ECLI:NL:RBDHA:2025:19014
Rechtbank Den Haag
- Eerste aanleg - enkelvoudig
- Rechtspraak.nl
Niet-ontvankelijkheid van asielaanvraag wegens verantwoordelijkheid Duitsland
In deze zaak heeft de Rechtbank Den Haag op 16 oktober 2025 uitspraak gedaan in een bestuursrechtelijke procedure betreffende de asielaanvraag van eiser, die werd vertegenwoordigd door mr.
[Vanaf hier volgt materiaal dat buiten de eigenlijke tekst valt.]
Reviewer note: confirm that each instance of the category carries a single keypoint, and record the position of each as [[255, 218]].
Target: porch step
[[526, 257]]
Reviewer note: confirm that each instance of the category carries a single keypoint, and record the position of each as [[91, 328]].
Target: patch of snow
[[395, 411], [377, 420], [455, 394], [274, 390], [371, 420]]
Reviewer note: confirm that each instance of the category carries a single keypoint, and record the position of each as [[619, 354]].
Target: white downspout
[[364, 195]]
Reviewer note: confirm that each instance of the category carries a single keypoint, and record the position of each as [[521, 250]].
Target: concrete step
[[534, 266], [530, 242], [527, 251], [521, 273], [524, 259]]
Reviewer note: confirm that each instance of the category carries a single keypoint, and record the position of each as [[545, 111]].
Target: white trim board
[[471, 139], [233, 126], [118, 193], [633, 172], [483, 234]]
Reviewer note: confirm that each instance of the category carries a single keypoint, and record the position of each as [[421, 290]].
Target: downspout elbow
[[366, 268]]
W.P.R. Peeters. De rechtbank heeft het beroep van eiser niet-ontvankelijk verklaard, omdat Duitsland verantwoordelijk is voor de behandeling van de asielaanvraag. Eiser had op 3 september 2025 een asielaanvraag ingediend, maar de minister van Asiel en Migratie heeft deze aanvraag niet in behandeling genomen. Eiser heeft vervolgens op 4 september 2025 beroep ingesteld tegen dit besluit, maar heeft geen gronden van beroep vermeld in het beroepschrift. De rechtbank heeft eiser op 16 september 2025 verzocht om de gronden binnen vijf werkdagen in te dienen, maar hierop is niet gereageerd. Op 30 september 2025 heeft de gemachtigde van eiser aangegeven dat het beroep was ingesteld om de termijn veilig te stellen, maar er zijn geen gronden ingediend. De rechtbank heeft vastgesteld dat het verzuim niet verschoonbaar is en heeft daarom het beroep kennelijk niet-ontvankelijk verklaard. Eiser krijgt geen vergoeding van de proceskosten. De uitspraak is openbaar gemaakt op www.rechtspraak.nl.